Because the alternative seems too overwhelming.
And I believe we “purists” unwittingly contribute to some of this because of our perceived extremism. (Let me be clear, I am not saying we ARE extremist, simply that we can be perceived that way.)
In an ideal world we’d eat entirely fresh, local, organic plant based diets, harvested at the peak of nutritional value. We’d have the time to not only prepare them but also enjoy eating them in a stress free dining experience. And this would be how we eat ALL our meals. EVERY. DAY.
I don’t know anyone who can or does consistently enjoy that scenario, do you? Key word here being CONSISTENTLY. Even SOME of the time would be nice for most people. But again, too many look at the “ideal,” determine there’s no way they can make it work for them and decide to forget the whole thing.
“Sure better nutrition would make a difference in my diabetes/weight/cholesterol/digestion but it’s way too overwhelming, so I’ll just keep doing what I’m used to.”
“I don’t have an hour to go to the gym today, so I’m not going to work out at all…I’ll do it tomorrow.”
Sound familiar? My workout/health regimen either looks a certain way or I’m not doing it at all. Again, all or nothing.
I believe changes designed to work for the “average” person and aligned with the majority of today’s lifestyles are what we want. Ultimately, this is what creates a greater and more sustainable impact on a larger population.
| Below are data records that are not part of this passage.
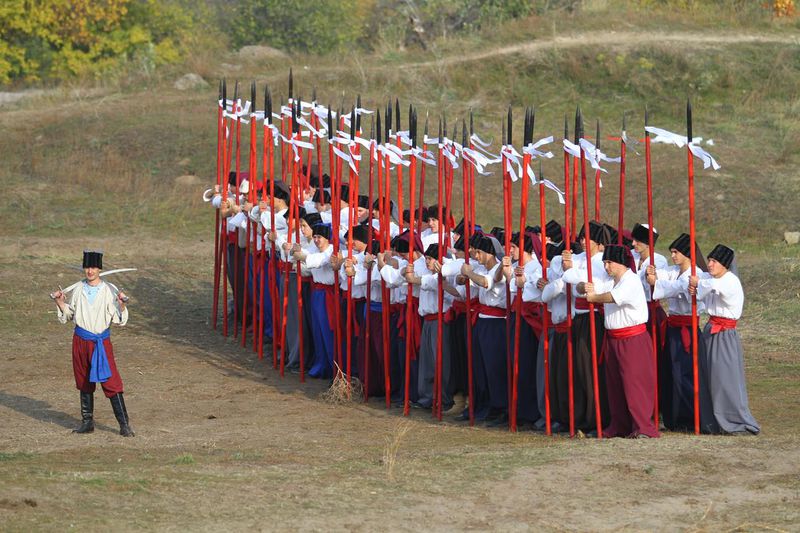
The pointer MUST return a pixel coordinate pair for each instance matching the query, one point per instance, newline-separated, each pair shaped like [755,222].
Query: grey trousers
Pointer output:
[427,363]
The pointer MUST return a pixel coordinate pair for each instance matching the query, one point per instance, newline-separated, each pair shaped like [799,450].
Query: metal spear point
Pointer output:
[509,136]
[358,116]
[388,118]
[267,104]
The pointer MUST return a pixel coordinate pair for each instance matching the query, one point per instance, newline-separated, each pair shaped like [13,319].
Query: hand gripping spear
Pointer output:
[527,138]
[651,246]
[412,179]
[568,224]
[217,242]
[693,258]
[588,252]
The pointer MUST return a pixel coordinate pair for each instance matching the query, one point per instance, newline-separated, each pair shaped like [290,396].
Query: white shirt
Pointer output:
[661,262]
[97,316]
[723,296]
[673,286]
[579,274]
[554,293]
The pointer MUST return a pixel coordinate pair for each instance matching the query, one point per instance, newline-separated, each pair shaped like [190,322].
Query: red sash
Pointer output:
[460,307]
[719,323]
[330,301]
[684,322]
[561,327]
[582,304]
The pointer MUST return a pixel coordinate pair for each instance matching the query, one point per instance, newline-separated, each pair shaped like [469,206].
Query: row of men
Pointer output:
[626,288]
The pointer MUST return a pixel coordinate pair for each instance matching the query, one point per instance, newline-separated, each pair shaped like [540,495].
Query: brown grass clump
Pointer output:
[392,446]
[341,391]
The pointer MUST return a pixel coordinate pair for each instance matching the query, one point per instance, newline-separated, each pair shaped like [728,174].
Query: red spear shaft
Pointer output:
[469,225]
[597,179]
[622,150]
[588,252]
[507,243]
[299,269]
[236,297]
[353,218]
[568,221]
[651,249]
[368,304]
[693,258]
[440,286]
[526,160]
[545,313]
[251,167]
[412,182]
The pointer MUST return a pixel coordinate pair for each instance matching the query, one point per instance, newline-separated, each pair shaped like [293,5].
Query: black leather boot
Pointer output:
[118,404]
[87,410]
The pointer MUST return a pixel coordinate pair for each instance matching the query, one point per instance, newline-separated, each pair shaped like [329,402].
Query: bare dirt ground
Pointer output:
[224,443]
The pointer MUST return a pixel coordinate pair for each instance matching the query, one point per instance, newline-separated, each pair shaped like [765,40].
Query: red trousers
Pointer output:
[82,362]
[630,381]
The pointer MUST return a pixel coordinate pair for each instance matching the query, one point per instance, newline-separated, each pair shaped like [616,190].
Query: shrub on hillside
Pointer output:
[60,39]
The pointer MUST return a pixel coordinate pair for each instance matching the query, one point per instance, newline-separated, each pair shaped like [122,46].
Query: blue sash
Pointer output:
[99,372]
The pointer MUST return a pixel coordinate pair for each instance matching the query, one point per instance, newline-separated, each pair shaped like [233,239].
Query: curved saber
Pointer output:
[102,274]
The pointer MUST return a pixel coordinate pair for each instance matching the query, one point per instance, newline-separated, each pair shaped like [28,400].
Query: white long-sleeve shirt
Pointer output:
[629,307]
[97,316]
[641,270]
[579,274]
[673,286]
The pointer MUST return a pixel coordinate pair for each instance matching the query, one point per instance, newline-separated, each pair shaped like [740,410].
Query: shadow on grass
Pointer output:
[179,308]
[41,410]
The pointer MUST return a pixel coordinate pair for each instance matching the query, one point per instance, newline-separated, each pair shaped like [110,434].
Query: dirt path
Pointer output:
[224,443]
[611,38]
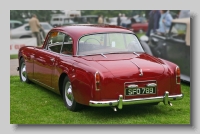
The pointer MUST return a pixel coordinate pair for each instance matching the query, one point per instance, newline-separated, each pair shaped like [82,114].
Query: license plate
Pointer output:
[140,91]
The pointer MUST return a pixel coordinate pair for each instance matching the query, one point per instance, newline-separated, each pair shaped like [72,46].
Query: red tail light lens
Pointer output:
[178,75]
[97,81]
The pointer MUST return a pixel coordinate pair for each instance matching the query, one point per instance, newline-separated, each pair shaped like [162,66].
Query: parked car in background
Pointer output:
[174,46]
[99,66]
[140,24]
[86,19]
[25,32]
[15,24]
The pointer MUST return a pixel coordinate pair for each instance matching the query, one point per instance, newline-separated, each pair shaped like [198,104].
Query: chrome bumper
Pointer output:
[119,103]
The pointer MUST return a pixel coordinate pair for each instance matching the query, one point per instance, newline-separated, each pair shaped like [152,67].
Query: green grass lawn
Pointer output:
[33,104]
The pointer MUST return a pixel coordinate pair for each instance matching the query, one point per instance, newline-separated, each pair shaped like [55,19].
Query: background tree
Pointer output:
[43,15]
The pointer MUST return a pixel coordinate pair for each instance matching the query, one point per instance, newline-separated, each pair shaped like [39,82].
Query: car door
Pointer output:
[46,59]
[177,50]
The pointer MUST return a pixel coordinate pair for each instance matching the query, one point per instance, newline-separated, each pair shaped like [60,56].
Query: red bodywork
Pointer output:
[116,71]
[139,26]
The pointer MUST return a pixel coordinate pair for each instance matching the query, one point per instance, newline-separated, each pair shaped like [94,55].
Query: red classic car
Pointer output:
[99,66]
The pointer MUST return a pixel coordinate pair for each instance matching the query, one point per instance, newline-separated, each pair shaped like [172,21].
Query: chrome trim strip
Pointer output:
[120,102]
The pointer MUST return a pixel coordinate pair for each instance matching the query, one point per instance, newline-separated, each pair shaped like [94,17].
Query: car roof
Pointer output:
[187,22]
[78,30]
[15,21]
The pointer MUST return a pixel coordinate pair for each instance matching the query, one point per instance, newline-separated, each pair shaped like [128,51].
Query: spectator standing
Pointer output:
[100,19]
[35,28]
[164,22]
[153,23]
[119,19]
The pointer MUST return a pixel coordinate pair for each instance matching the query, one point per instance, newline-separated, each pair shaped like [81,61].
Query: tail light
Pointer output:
[178,75]
[97,81]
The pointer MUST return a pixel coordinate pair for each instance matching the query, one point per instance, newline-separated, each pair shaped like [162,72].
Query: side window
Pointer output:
[55,42]
[67,45]
[178,31]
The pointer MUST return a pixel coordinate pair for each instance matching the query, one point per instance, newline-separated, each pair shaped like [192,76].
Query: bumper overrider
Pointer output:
[119,103]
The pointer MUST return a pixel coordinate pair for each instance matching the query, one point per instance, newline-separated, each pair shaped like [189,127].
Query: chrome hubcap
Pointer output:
[23,72]
[68,94]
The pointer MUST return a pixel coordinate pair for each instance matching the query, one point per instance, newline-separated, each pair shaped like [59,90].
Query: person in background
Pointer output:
[164,22]
[153,21]
[35,28]
[100,19]
[119,19]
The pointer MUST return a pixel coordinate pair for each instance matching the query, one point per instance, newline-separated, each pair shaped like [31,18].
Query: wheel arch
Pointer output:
[61,80]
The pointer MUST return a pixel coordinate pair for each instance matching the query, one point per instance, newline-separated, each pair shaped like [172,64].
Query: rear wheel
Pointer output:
[68,97]
[22,71]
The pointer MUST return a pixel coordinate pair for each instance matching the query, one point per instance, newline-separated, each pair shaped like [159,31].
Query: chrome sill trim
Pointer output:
[119,103]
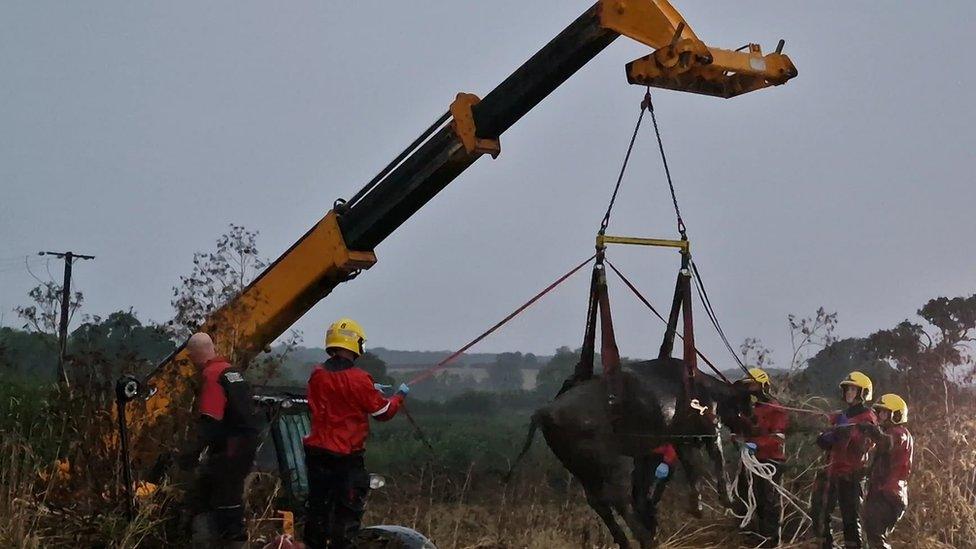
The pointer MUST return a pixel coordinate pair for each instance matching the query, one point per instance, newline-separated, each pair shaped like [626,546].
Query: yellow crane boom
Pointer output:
[341,244]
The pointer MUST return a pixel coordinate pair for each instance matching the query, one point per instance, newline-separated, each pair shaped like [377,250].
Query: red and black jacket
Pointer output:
[849,447]
[342,398]
[892,463]
[766,428]
[226,407]
[667,453]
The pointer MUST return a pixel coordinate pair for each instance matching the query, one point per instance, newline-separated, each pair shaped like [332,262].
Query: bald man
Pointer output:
[224,449]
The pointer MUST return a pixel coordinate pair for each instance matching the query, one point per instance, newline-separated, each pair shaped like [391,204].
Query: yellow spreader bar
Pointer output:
[683,245]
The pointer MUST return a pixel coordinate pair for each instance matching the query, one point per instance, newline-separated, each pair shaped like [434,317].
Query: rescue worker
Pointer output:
[762,430]
[224,448]
[341,398]
[848,447]
[649,478]
[888,482]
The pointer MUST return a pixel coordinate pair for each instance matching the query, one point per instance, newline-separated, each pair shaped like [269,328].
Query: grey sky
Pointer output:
[138,131]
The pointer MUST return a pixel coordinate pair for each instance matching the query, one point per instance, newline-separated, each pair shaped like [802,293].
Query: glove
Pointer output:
[662,471]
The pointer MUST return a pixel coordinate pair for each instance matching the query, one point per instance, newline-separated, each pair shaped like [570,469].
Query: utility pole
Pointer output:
[69,258]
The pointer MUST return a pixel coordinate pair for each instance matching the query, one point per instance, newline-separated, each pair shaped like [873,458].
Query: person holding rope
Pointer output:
[848,447]
[887,496]
[762,431]
[341,398]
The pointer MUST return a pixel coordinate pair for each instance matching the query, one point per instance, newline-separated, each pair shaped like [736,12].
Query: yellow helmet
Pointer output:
[862,382]
[346,333]
[894,404]
[759,376]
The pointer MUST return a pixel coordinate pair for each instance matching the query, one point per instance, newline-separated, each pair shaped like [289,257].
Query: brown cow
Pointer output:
[600,445]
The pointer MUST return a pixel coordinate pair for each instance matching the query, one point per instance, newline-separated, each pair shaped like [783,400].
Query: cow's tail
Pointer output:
[529,437]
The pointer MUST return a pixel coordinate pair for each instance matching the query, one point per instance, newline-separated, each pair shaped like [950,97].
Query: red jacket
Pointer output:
[667,453]
[226,422]
[848,446]
[767,430]
[342,398]
[213,400]
[893,464]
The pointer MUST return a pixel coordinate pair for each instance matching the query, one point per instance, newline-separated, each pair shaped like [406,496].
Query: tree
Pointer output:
[105,348]
[24,353]
[217,278]
[755,354]
[832,363]
[808,334]
[559,367]
[931,353]
[44,315]
[374,366]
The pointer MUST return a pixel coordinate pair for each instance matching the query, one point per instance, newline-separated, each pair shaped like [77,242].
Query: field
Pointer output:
[454,493]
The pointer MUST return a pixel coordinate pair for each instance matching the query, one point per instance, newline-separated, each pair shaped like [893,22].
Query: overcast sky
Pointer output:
[137,131]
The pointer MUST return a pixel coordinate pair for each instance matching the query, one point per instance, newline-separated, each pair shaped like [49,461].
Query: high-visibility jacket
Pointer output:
[767,430]
[226,422]
[667,453]
[893,463]
[849,447]
[342,398]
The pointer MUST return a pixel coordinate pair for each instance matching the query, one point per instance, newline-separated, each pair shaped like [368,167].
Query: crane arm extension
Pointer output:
[341,244]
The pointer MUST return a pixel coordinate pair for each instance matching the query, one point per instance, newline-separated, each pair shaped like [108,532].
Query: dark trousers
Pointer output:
[218,494]
[845,492]
[647,490]
[881,512]
[768,506]
[337,490]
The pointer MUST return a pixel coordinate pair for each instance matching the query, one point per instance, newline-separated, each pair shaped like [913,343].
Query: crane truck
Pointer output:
[341,245]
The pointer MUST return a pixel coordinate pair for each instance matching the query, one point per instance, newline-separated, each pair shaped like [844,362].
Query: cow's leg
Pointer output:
[647,491]
[603,509]
[690,466]
[713,446]
[625,508]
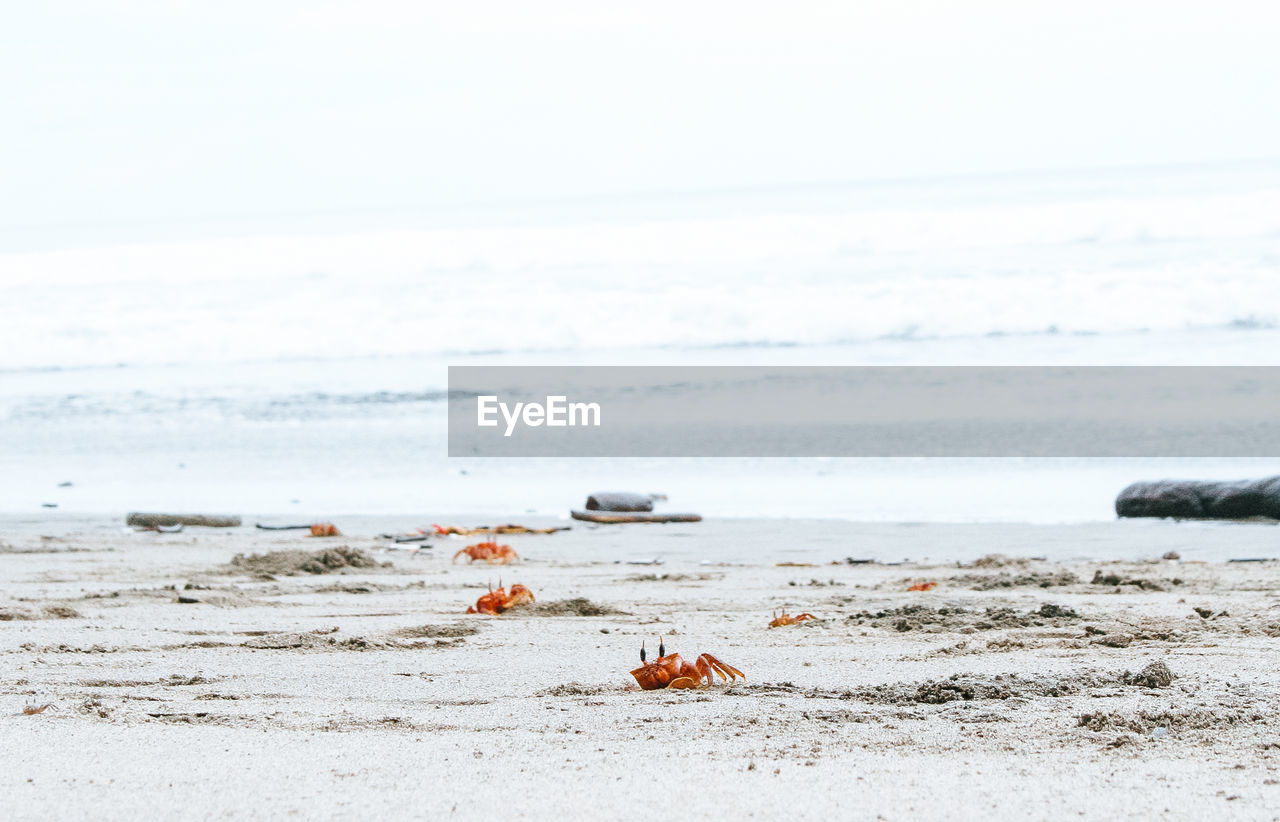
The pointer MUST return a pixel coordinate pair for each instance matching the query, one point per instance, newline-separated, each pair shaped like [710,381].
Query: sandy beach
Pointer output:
[1036,680]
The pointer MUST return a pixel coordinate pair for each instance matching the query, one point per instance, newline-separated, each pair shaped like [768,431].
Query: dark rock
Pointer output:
[618,501]
[151,520]
[1239,499]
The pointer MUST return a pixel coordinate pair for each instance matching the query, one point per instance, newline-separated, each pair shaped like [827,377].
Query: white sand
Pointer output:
[160,708]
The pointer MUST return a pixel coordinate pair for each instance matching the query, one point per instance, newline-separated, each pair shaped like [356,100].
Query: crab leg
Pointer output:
[720,667]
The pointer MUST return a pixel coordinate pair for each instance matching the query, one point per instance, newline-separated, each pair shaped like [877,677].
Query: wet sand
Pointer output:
[181,683]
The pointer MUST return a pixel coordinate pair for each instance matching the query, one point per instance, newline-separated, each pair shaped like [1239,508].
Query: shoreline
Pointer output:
[369,690]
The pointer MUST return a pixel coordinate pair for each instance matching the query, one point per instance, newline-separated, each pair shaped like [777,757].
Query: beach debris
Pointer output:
[997,561]
[786,619]
[489,552]
[620,519]
[1141,583]
[289,562]
[499,599]
[449,530]
[671,671]
[48,612]
[961,620]
[1031,579]
[206,520]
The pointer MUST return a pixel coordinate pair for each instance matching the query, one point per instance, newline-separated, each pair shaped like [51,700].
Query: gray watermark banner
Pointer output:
[864,411]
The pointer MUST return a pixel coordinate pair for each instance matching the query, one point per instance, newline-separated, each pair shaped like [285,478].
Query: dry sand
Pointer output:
[184,685]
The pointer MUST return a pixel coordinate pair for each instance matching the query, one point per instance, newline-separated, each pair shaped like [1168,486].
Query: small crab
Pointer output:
[501,599]
[671,671]
[489,552]
[786,619]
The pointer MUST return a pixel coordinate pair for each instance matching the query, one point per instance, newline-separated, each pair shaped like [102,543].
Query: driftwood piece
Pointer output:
[208,520]
[618,517]
[618,501]
[1191,499]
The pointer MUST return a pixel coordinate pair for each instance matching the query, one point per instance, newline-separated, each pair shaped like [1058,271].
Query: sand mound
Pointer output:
[577,606]
[292,562]
[961,620]
[437,631]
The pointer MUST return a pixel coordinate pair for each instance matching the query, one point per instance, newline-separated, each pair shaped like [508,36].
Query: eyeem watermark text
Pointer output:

Small, simple changes can add up to huge transformations. In turn, these can lead to even bigger convictions. This is why I’m such a big fan of the Prove It Challenge as a launching pad.
Can protocols targeted to a rarefied population be effective? Absolutely. But when most people with a lifetime of radically different food habits & ill health are faced with stringent cleanses, detoxes, complex and/or foreign food choices, etc – more often than not, it’s “deer in the headlights” time. Is THAT what it takes to be healthy? If so, they’re not buying. And I can’t blame them.
The health choices we all make are individual. Stridency on an individual level is fine, but I’ve rarely seen it work to attract larger change. And again, let me stress that conviction is a good thing. We definitely want more of it. However, for those of us wanting to expand health consciousness to a wider audience, we must remember that people can have the best of intentions, but they have to be willing to take that first step. Holistic solutions like the Prove It Challenge which are scientifically based, clinically proven, simple to follow, convenient AND get results not only encourage that small first step but allow it to reach more people. That is how we provide optimal health for ourselves, the environment & the planet…. and ultimately change it for the long term.